Forest and Boulders - Southeast Kentucky
Climb the mountains and get their good tidings. Nature's peace will flow into you as sunshine flows into trees. The winds will blow their own freshness into you, and the storms their energy, while cares will drop off like autumn leaves. As age comes on, one source of enjoyment after another is closed, but Nature's sources never fail. ... The petty discomforts that beset the awkward guest, the unskilled camper, are quickly forgotten, while all that is precious remains.
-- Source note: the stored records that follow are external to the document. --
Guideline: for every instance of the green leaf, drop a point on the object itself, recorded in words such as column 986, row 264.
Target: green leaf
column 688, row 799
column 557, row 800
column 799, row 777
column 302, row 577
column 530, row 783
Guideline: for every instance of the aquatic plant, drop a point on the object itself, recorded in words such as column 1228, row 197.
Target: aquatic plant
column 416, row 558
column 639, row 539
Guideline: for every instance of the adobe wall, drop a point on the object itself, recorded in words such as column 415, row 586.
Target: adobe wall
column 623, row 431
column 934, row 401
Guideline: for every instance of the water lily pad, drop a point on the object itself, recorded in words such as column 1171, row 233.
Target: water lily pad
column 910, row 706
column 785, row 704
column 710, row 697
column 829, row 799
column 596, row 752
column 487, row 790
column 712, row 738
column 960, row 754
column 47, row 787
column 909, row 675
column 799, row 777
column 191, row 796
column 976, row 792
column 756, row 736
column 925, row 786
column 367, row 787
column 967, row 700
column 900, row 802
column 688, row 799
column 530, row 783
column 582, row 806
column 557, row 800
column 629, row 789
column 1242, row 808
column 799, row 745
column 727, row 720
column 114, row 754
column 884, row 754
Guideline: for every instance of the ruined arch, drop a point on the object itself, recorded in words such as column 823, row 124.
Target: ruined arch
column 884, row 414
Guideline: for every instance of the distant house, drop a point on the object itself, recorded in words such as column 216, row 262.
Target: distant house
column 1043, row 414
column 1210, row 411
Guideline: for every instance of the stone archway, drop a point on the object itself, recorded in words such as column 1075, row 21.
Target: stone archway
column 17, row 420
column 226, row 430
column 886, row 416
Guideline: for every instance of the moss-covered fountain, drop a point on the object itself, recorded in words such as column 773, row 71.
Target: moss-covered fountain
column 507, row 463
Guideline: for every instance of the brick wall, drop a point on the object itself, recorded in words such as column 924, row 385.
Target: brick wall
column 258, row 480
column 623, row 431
Fears vanish as soon as one is fairly free in the wilderness."
John Muir

"Life is a great adventure... accept it in such a spirit." Theodore Roosevelt

"If you wish to advance into the infinite, explore the finite in all directions."
Johann Wolfgang Von Goethe 

"Only that day dawns to which we are awake.”
― Henry David Thoreau


Saturday, December 6, 2014

Southeast Kentucky

There is more to take in about South East Kentucky than delicious fried chicken.  Yes London does have a big chicken dinner in September built around the last weekend in September.  The festival boasts the biggest skillet in the country.  Late Fall and Winter is a good time to come to the Valley.
It is a time to move about without the worry of humid air or ticks or mosquitoes.  The beauty of the stream banks will come into you.  The music of the winds will come to your ears.  You will take back the sights and sounds and remember them.  You will appreciate them.

The Cumberland River - Southeast Kentucky

Wednesday, December 3, 2014

Protect Fish, Wildlife and Plants; Kentucky's NRRA

 
 

Rock Bluffs - Big South Fork NRRA
 

Huge Cliffs with walking space in between - Big South Fork NRRA
 
 
 
 

Trail near Blue Heron - Big South Fork NRRA

A wide variety of habitats and associated wildlife are found at the Daniel Boone National Forest and the Big South Fork NRRA.  This area of impressive cliffs and rocks is in the Blue Heron area of the Big South Fork NRRA.  Writing or photography can only go so far; one has to be there to experience it.